Wood’s personal narratives appeal to a broad range of groups, from the Rocky Mountain Map Society to the American Association for the Advancement of Science, which held its annual meeting in Denver Feb. 15-17 and included a panel on fossils, in which India participated. (Her next talk will be before the Sterling Livestock Commission on Feb. 26.)
Along her hikes, Wood met rural landowners, photographed wild animals, and gained a sense of the water resource problem our state’s growing population faces. The experience left her both worried, informed and renewed. “People say, ‘Oh, my God, Colorado’s being loved to death,’ but in 98 percent of the state nobody goes there. Try walking an X across the state and see how many people you meet,” she said.
One of the diagonals led Wood back to the scene of her childhood dinosaur discovery. Three Springs Ranch, which was sold to new owners last year, is a place of refuge for Wood that appears mostly unchanged even as her interests and circumstances continue to evolve. Wood admits that her connection to that land is maybe the longest-lasting relationship of her life.
“I know it so well, and also know the history of the immigrant invasion that pushed out the Utes who used to live in the area,” Wood noted. She knows about hidden pictographs in a canyon and the stories of tough Colorado women who lived and died in that corner of the state bordering Utah and Wyoming. “That’s the other part of why I like it up there; the women didn’t take any crap.”
India Wood may not be a household name (even though it sounds as if it should be), but in American paleontology she is legendary. Which is why last fall, a group of researchers from the Yale Peabody Museum of Natural History invited her to join them back at the ranch, and on nearby Bureau of Land Management property. The group was there to search for micro-vertebrate fossils. They knew she could help.

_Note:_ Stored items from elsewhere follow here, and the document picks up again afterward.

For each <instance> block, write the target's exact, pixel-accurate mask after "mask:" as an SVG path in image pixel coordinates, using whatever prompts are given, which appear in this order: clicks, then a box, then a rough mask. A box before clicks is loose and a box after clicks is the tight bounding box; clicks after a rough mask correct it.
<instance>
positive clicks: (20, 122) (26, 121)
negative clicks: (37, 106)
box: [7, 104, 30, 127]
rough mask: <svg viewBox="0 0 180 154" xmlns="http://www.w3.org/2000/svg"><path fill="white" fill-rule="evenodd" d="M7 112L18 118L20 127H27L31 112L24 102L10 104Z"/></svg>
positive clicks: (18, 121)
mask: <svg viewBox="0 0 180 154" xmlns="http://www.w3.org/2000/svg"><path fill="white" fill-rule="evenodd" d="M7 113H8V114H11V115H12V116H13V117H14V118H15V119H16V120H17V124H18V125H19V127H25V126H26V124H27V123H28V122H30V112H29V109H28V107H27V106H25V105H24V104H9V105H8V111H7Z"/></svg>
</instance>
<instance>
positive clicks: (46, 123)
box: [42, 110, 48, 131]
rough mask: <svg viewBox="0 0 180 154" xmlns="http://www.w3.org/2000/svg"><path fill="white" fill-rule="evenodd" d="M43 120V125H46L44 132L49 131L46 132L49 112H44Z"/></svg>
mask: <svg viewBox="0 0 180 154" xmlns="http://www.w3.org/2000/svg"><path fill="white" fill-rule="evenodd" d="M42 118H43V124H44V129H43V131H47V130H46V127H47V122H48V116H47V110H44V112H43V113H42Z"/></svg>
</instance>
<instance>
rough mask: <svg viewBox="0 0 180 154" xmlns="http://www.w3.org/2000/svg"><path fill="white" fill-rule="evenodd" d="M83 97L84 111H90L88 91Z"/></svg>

The rugged landscape that lies about halfway between the tiny towns of Maybell and Dinosaur is known to scientists as the Wolf Creek Paleontological Site. The Peabody’s collection manager, Vanessa Rhue, was excited to have Wood on-site during their four-day field survey.
“It was an absolute delight to meet India; she has a long history with the outcrops,” Rhue said. “Her expertise was invaluable to understanding where they had done work in the past, to look at old field photographs and align with topography still present today.”
The team took rock samples back to Yale for micro-CT scanning. The technology allows them to see what’s inside the rock without damaging any tiny fossils. Rhue said the Allosaurus’s old quarry is covered by a lot of overburden that would take considerable time, money and personnel to remove. It remains to be determined whether they will seek permits for a proper dig. If they do, Wood will no doubt be there.
During that nearly 1,500-mile hike crisscrossing the state, Wood at times had companions, including one of her daughters. But much of the time Wood was on her own with no human distractions to keep her from seeing, smelling, hearing and feeling Colorado.
She can now speak authoritatively about drought and the shrinking prairies that are threatening Colorado’s wildlife.
“What possessed me? I needed it,” Wood said. “I felt like I had lost track of that Allosaurus-finding India. That inquisitive, curious, confident woman.”